Looking for Common Ground
If we consider what all religions have in common, we may argue that since
they all believe in God, all believers have the same feelings and are ready to
help each other, respecting the beliefs of others. Something of the sort has
been achieved in the new relationship between believers and activists. The
subsequent result may be qualified as political and could greatly contribute to
religious tolerance.
Certain authors assert that there is a difference between tolerating
someone's beliefs and tolerating someone as a believer. This sounds reasonable.
Yet, what about people who presume that unbelievers or believers in another god
are in need of help? Such people cannot tolerate seeing others harm themselves.

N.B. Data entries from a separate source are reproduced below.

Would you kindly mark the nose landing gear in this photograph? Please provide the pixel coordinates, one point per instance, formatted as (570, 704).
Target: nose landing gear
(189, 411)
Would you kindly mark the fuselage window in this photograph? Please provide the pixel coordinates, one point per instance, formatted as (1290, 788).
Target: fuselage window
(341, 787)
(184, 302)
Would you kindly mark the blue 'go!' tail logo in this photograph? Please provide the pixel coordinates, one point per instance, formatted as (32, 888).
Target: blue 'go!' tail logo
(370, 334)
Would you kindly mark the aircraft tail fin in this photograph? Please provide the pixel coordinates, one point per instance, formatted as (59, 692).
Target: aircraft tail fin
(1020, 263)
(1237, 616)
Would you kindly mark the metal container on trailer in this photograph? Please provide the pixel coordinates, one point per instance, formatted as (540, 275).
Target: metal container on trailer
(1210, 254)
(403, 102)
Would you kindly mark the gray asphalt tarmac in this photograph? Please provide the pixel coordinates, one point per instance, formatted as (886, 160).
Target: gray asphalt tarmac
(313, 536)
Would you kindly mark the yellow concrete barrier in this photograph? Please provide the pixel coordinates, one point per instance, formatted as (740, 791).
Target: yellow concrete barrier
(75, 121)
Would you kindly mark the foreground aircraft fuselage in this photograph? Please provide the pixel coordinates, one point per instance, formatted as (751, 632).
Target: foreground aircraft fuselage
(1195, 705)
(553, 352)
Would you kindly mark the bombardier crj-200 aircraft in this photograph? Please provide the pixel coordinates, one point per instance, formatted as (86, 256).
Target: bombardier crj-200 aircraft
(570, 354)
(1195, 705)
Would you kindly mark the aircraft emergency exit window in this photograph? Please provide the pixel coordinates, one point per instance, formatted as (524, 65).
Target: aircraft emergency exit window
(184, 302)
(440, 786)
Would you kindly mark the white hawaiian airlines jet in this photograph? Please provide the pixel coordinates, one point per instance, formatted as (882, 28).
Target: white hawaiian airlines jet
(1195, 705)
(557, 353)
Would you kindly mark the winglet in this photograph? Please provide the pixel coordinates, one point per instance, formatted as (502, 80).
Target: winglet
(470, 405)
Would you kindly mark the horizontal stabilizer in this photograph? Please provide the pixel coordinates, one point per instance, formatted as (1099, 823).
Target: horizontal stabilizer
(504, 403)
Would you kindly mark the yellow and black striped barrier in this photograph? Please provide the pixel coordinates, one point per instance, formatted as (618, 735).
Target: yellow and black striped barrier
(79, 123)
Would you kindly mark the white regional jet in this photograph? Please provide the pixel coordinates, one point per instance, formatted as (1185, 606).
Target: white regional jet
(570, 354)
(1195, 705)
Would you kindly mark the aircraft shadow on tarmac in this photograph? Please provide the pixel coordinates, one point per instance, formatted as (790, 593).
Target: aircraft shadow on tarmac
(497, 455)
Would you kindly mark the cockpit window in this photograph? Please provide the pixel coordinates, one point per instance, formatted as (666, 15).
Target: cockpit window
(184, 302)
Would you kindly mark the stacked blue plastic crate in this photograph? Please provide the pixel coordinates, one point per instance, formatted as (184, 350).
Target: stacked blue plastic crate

"They are worried about us, our souls, our spiritual lives. Sometimes they
will go to great extremes to save us; they will torture us, burn us at the
stake, deny us freedom or choice . . ."15
I propose that we look for an ontological common ground on the basis of
which we could understand each other and transfer meaning among Christians,
Muslims and unbelievers. I believe this common ground is the ontological
Subject-ness16 of all living creatures.
1. Newman, Jay. Foundations of Religious Tolerance. (University of
Toronto Press, 1982), p. 68.
2. Ibid., p. 69.
3. Khumayni, Ayatullah Ruhullah. “Islamic Government.” pp. 314-315.
4. Ibid., p. 315.
5. Ibid., p. 319.
6. Ibid., p. 317.
7. Loeffler, Reinhold. Islam in Practice, Religious Beliefs in a Persian
Village. (State University of New York Press), p. 23.
8. The Koran, Translated into English from the original Arabic by
George Sale. (New York: A. L. Burt Co.), Chapter VIII, pp. 165-166.
9. Sveshteniya Koran: The Holy Koran. Translated into Bulgarian from
the original Arabic by Tsvetan Teofanov. (Taiba al-Hairiya, 1997), chap. 8, p.
12.
10. The Glorious Ku’ran. Translation and Commentary by Abdallah Yosuf
Ali. (Libyan Arab Republic, May, 1973), p. 1393.
11. Sale, op. cit., p. 171.
12. Esposito, John I. The Islamic
Threat – Myth or Reality? 2nd ed. (Oxford University Press, 1995) p. 39.
13. Ibid., p. 31.
14. Ibid., p. 44.
15. Newman, op. cit., p. 12.
16. Subject-ness: the ontological capacity of reality to self-create and to advance self-creation.